Australia is possibly occupied by at least 174,000 BCE (a date suggested by archaeological fieldwork in Western Australia’s Kimberley district).
The Moderns are taller, more slender, and less muscular than the Neanderthals, with whom they share—perhaps uneasily—the Earth.
Though their brains are smaller in overall size, they are heavier in the forebrain, a difference that may allow for more abstract thought and the development of complex speech.
Yet, the inner world of the Neanderthals remains a mystery—no one knows the depths of their thoughts or how they truly expressed them.
The foundation population of the humans that today inhabit the world are the survivors of what appears to be an evolutionary bottleneck caused by a global catastrophe during the period that begins around 90,000 BCE.
The Toba supereruption (Youngest Toba Tuff or simply YTT), a supervolcanic eruption that occurs some time between sixty-nine thousand and seventy-seven thousand years ago at Lake Toba in Sumatra, Indonesia, is recognized as one of the Earth's largest known eruptions and is the most closely studied supereruption.
The related catastrophe hypothesis holds that this event plunged the planet into a six-to-ten-year volcanic winter and possibly an additional one thousand-year cooling episode.
This change in temperature results in the world's human population being reduced to ten thousand or even a mere one thousand breeding pairs, creating a bottleneck in human evolution.
Consistent with the Toba catastrophe theory, evolutionary biologist Richard Dawkins has postulated that human mitochondrial DNA (inherited only from one's mother) and Y chromosome DNA (from one's father) show coalescence at around one hundred and forty thousand and sixty thousand years ago, respectively.
In other words, all living humans' female line ancestry traces back to a single female (Mitochondrial Eve) at around one hundred and forty thousand years ago.
All humans can trace their ancestry with certainty via the male line back to a single male (Y-chromosomal Adam) at ninety thousand to sixty thousand years ago.
The history of indigenous Australians is thought to have spanned forty thousand to forty-five thousand years, although some estimates have put the figure at up to seventy thousand years before European settlement.

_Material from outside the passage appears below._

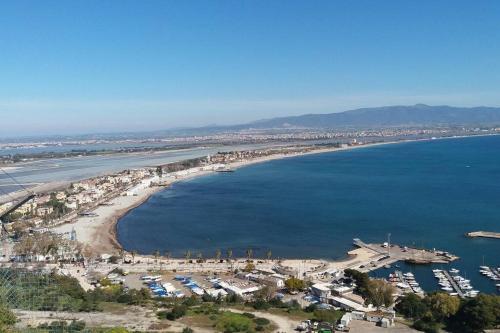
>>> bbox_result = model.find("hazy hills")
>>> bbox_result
[241,104,500,129]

A genetic study of one hundred and eleven Aboriginal Australians, published in the journal Nature on March 8, 2017 (Aboriginal mitogenomes reveal 50,000 years of regionalism in Australia), implies that "the settlement of Australia comprised a single, rapid migration along the east and west coasts that reached southern Australia by 49–45 ka. After continent-wide colonization, strong regional patterns developed and these have survived despite substantial climatic and cultural change during the late Pleistocene and Holocene epochs. Remarkably, we find evidence for the continuous presence of populations in discrete geographic areas dating back to around 50 ka, in agreement with the notable Aboriginal Australian cultural attachment to their country.”

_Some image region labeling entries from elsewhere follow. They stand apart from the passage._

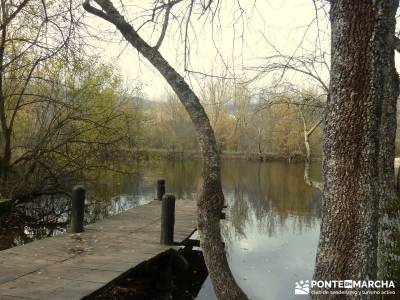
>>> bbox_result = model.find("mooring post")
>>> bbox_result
[160,194,175,245]
[71,185,86,233]
[156,179,165,201]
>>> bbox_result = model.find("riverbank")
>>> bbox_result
[137,149,320,162]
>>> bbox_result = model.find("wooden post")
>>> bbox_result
[156,179,165,201]
[160,194,175,245]
[71,185,86,233]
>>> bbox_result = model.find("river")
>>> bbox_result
[0,160,321,300]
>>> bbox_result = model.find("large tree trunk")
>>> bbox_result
[313,0,398,299]
[84,0,247,300]
[375,0,400,287]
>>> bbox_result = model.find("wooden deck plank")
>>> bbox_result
[0,200,196,300]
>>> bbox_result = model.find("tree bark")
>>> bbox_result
[375,0,400,287]
[83,0,248,300]
[312,0,398,299]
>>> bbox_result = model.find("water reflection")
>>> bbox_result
[0,160,320,300]
[198,162,320,300]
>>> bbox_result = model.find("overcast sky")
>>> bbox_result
[87,0,329,99]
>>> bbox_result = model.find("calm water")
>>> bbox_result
[0,161,320,300]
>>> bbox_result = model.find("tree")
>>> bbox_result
[0,0,77,185]
[83,0,247,300]
[312,0,399,299]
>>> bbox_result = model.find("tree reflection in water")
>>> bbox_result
[0,160,320,300]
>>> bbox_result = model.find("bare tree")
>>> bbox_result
[312,0,399,299]
[84,0,247,300]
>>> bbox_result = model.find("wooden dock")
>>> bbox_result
[0,200,196,300]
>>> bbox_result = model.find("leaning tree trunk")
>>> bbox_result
[83,0,247,300]
[312,0,398,299]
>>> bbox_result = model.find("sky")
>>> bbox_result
[86,0,329,100]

For most of this time, the Indigenous Australians lived as nomads and as hunter-gatherers with a strong dependence on the land and their agriculture for survival.

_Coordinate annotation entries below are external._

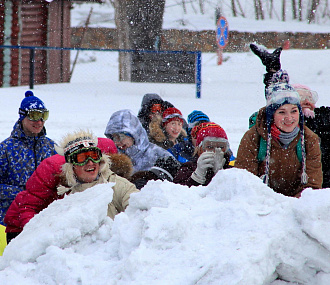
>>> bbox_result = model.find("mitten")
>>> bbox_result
[191,152,215,184]
[213,148,226,174]
[250,44,282,72]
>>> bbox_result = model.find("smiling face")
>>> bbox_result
[73,160,100,183]
[274,104,299,133]
[22,117,45,137]
[165,119,182,141]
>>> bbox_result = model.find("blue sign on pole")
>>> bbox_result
[217,17,229,49]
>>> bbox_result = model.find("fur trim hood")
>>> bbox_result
[57,154,111,195]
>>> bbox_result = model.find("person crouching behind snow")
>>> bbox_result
[173,122,232,187]
[5,130,139,243]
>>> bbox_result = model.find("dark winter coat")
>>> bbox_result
[173,152,232,187]
[235,107,322,196]
[149,115,195,163]
[0,121,56,224]
[305,106,330,188]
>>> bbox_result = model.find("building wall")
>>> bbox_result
[71,28,330,52]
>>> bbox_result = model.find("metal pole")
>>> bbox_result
[30,48,35,89]
[196,51,202,98]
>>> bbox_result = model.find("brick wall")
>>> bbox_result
[71,28,330,52]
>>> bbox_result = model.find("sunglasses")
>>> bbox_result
[26,109,49,122]
[67,147,102,166]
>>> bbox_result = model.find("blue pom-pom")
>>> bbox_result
[25,90,34,97]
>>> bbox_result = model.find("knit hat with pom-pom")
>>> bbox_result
[196,122,228,146]
[188,110,210,135]
[18,90,47,121]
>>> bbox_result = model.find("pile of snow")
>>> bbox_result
[0,169,330,285]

Only Africa has older physical evidence of habitation by modern humans.
There is also evidence of a change in fire regimes in Australia, drawn from reef deposits in Queensland, between seventy thousand years and one hundred thousand years years ago, and the integration of human genomic evidence from various parts of the world supports a date of before sixty thousand years for the arrival of Australian Aboriginal people in the continent.
Modern humans reach Australia by at least 58,000 BCE.
In 1990, a date of sixty thousand years was suggested for a rock shelter in the Northern Territory, but the finding, based on the use of a recently developed technique called thermoluminescence, is still being evaluated.
The first settlement would have occurred during an era of lowered sea levels, when there was an almost continuous land bridge between Asia and Australia, but watercraft must have been used at some points.